Unsurprisingly, some folks on raddle and reddit seem to have a big problem with lemmy. A lot of it is pure FUD.
However, this appears to be a valid security concern:
https://raddle.me/f/fediverse/166674/lemmy-is-so-much-like-email-it-even-brought-back-spy-tracker
Any thoughts on how fixable this is?
Of course the general consensus on reddit is “lemmy devs are clueless and dangerous”. I’m pretty sure a lot of it is one guy with multiple alt accounts, tho. He has a Joe McCarthy attitude about lemmy because of one of the primary devs.
Any thoughts on how fixable this is?
This shouldn’t be hard to fix. Lemmy needs to proxy images, there’s an open issue for this. Right now, I don’t use Lemmy outside of Tor Browser specifically because of issues like this, and the recent XSS vulnerability is making me even more concerned. Lemmy is a great project, but it needs work and probably a security audit.
Why are people pretending this isn’t an issue??? Of course it is lol.
Luckily the fix is also easy: an image proxy server. Mail clients do this already.
It exposes the bigger problem with Lemmy: lack of auditing.
Raddle user learns how the Internet works 🤯
In all seriousness though, although this is a concern, in Email in particular the solution most choose is to just disable images, so it isn’t really a sincere comparison IMO.
We could maybe mitigate this with…
- Proxying & caching - Instance would cache a copy of the commented image and serve it from there, blocking the IP of the user from being exposed. This could introduce some additional latency and fill up server storage faster
- CSP Header & Local caching - Client could block the name of the instance from being transferred, and also cache a copy of the image locally. This doesn’t protect the user’s IP address in any way, but would hinder the ability to count how many times a particular IP has viewed/accessed a post
- Shared Lemmy image proxies - Image requests are proxied through a randomly selected Lemmy image proxy. This would ‘hide’ the origin IP to all but the volunteer proxy provider. I’d personally be willing to host a few of these if this ever became a thing
Maybe Privacy Badger can get on this. I believe they block trackers like facebook by replacing widgets and other stuff that are embedded on pages. Not sure how they can do that for individual unknown trackers though.
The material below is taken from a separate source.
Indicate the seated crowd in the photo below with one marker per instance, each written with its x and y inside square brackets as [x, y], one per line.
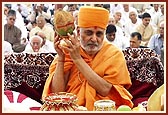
[30, 29]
Can someone with more knowledge on the lemmy protocol/api bring some light into this? The way the linked posted is written, it seems like some random angry guy just hates lemmy for whatever reason.
To me it seems like a complete bs argument. As far as I can tell this tactic is possible with every service where users can provide content. Of course I can link to a site that reads users data. There’s basically no preventing this unless the (lemmy) clients provide their own modified browser that masks the users IP and other metadata.
This is a valid privacy issue, and other fediverse projects like Mastodon already solve this. The problem is that by embedding an image, you can tell the client to make a network request to your server, revealing information such as your IP address and browser. The solution is to proxy media through your instance, which is presumably trusted. this hides your IP address and browser information. And as someone else mentioned here, a Content-Security-Policy can be used to ensure this attack isn’t possible in a browser.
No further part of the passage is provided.